Every other big league isn't just getting rich – they're getting Pablo-Escobar-builds-a-zoo-at-his-cottage rich. The NHL – only moderately, swimming-pool-in-the-backyard rich – is feeling left out.
You don't hear the NBA moaning about the Olympics, because they don't want the bother of creating and maintaining a tilted international tournament nobody cares about until the championship game.
But Americans aren't hung up about being seen as the best at basketball in nearly the same fragile way Canada approaches its hockey primacy.
The top suits at the NHL are Americans, and they've figured out precisely how to manipulate our small-man syndrome in this regard. Tell us it's about 'growing the game' and we'll do anything they say. They make a bunch of money. We get … well, I'm not sure what we get. We get to give them a bunch of money.

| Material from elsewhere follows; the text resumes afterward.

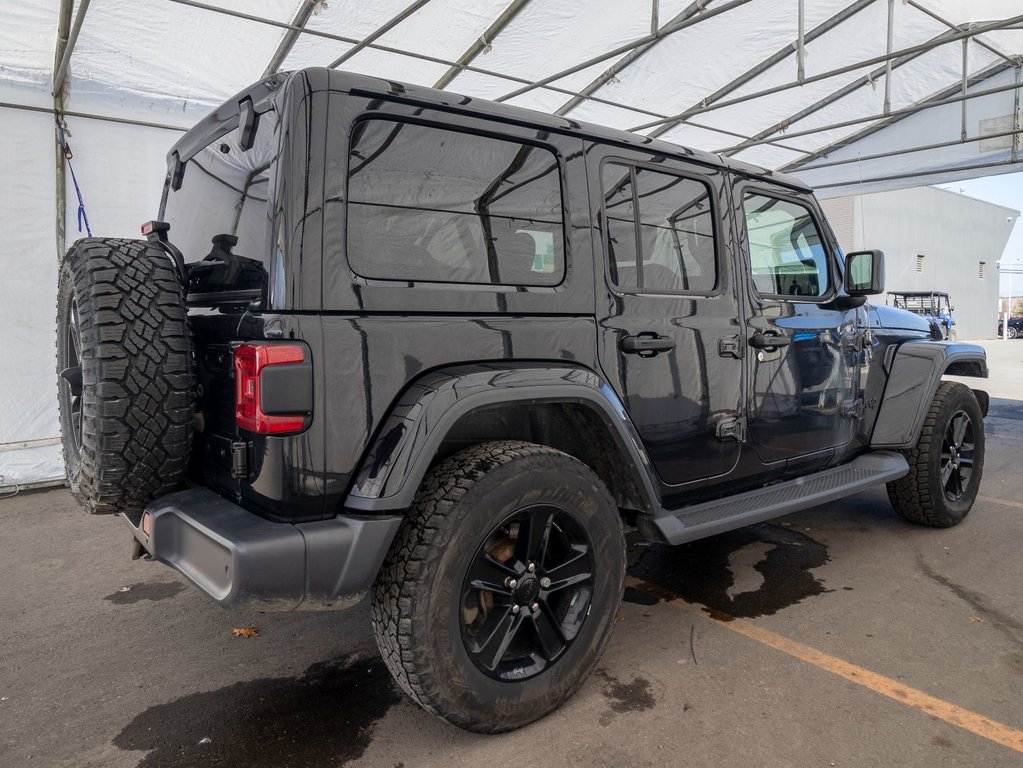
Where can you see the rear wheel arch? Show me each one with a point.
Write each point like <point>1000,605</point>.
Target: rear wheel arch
<point>452,409</point>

Because there is no world in which winning a tournament pulled from the air matches the countrywide pride of our best players winning an Olympic gold medal. The most important people involved – the players – will tell you that. A good part of the reason the Summit Series/Canada Cups seem so romantic in hindsight is because they were our Olympic substitute. They were what the Olympics should have been, and now are.

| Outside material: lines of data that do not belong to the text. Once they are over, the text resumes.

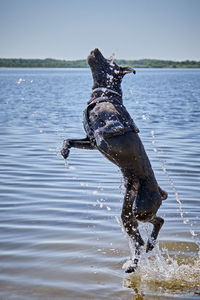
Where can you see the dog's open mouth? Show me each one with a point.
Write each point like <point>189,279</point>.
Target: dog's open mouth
<point>95,56</point>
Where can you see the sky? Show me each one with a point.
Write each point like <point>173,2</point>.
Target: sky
<point>129,29</point>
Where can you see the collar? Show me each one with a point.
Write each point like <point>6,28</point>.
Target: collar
<point>104,90</point>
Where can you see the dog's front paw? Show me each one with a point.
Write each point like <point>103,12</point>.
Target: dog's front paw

The NHL has the same competition problem as the NBA, but they're willing to twist themselves into knots pretending it doesn't matter. They're so intent on squeezing every nickel out of international hockey, they've done away with the only real purpose of a national elimination tournament – by taking the 'national' out of it.
Only six countries (Canada, Russia, Sweden, Finland, the Czech Republic and the United States) will be entered in the World Cup – automatically, and presumably forever. The notion here is that only NHL players should play in the NHL's tournament. If your country can't meet the minimum number of properly accredited bodies, you're out. An epic, under-the-table kicking contest with Russia's Kontinental Hockey League still looms.

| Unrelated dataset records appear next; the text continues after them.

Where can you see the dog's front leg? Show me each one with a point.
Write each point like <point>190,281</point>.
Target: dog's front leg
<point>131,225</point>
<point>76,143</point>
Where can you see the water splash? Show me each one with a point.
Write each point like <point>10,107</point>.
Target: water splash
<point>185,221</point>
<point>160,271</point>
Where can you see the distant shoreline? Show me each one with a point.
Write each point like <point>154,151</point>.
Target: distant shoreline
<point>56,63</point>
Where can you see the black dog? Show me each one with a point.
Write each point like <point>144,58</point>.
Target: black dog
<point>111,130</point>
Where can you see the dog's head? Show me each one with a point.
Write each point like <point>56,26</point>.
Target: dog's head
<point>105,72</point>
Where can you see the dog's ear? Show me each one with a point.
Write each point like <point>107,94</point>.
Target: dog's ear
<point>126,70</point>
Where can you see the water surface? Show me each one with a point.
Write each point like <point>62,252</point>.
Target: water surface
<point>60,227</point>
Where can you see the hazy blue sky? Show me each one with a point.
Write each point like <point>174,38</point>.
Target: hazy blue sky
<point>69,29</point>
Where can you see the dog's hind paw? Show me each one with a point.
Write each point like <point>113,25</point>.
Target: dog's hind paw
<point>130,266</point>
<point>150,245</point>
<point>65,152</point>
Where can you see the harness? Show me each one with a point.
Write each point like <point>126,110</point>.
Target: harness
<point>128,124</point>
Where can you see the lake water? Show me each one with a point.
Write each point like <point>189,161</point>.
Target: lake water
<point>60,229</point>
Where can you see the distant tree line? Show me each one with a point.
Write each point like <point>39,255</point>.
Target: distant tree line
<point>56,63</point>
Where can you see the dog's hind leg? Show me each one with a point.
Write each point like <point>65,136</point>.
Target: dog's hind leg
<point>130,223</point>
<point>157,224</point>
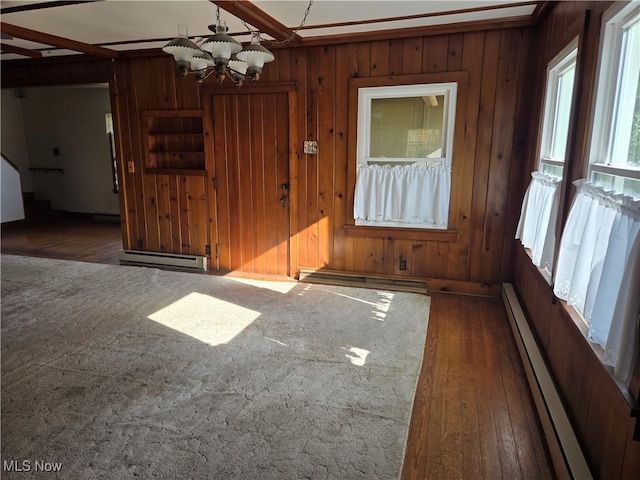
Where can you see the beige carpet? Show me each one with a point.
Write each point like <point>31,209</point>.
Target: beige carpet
<point>127,372</point>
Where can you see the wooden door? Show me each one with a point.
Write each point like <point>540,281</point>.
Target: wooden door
<point>252,187</point>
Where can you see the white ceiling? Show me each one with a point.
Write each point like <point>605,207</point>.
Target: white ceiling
<point>143,24</point>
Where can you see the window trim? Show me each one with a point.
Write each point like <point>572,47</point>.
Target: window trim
<point>367,94</point>
<point>614,20</point>
<point>559,64</point>
<point>462,78</point>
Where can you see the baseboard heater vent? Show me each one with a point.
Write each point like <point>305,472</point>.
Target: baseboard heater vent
<point>566,454</point>
<point>135,257</point>
<point>329,277</point>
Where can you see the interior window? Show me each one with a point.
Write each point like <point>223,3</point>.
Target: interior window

It's toweringly parochial – this sense no one can play hockey that matters outside our vision of it. Instead, they'll have a so-called Team Europe, featuring players whose countries have teams, but can't form an NHL quorum.
Slovenian Anze Kopitar – probably one of the five best players in the game – was shoved out by the league to give this exclusionary idea the patina of fair-mindedness.
"Personally, you want be part of the World Cup," Kopitar said, squirming ever so slightly. "But it's maybe a little bittersweet."
"Bittersweet." No kidding. Kopitar's father is the coach of the Slovenian national team. In Sochi, they made the quarters – equalling the Czechs and the Russians. Latvia, a team with just one NHLer, came a goal from the semis. We won't have any of those David stories at a World Cup. Only Goliaths are invited.
The eighth entrant – the 'Young Stars,' featuring a hodgepodge of kids not good enough to make their senior teams – are being set up as the overwhelming underdogs, but without any reason for you to care.
People will still watch. By 'people,' I mean Canadians. The hockey will be choppy, since the tournament begins after the summer break. It'll be fun. Maybe it'll be great.
But it'd be more fun and even greater if we only did this once every four years, in a venue that welcomes the world under their own flags, rather than just the few countries that pass the NHL's arbitrary bar for relevance.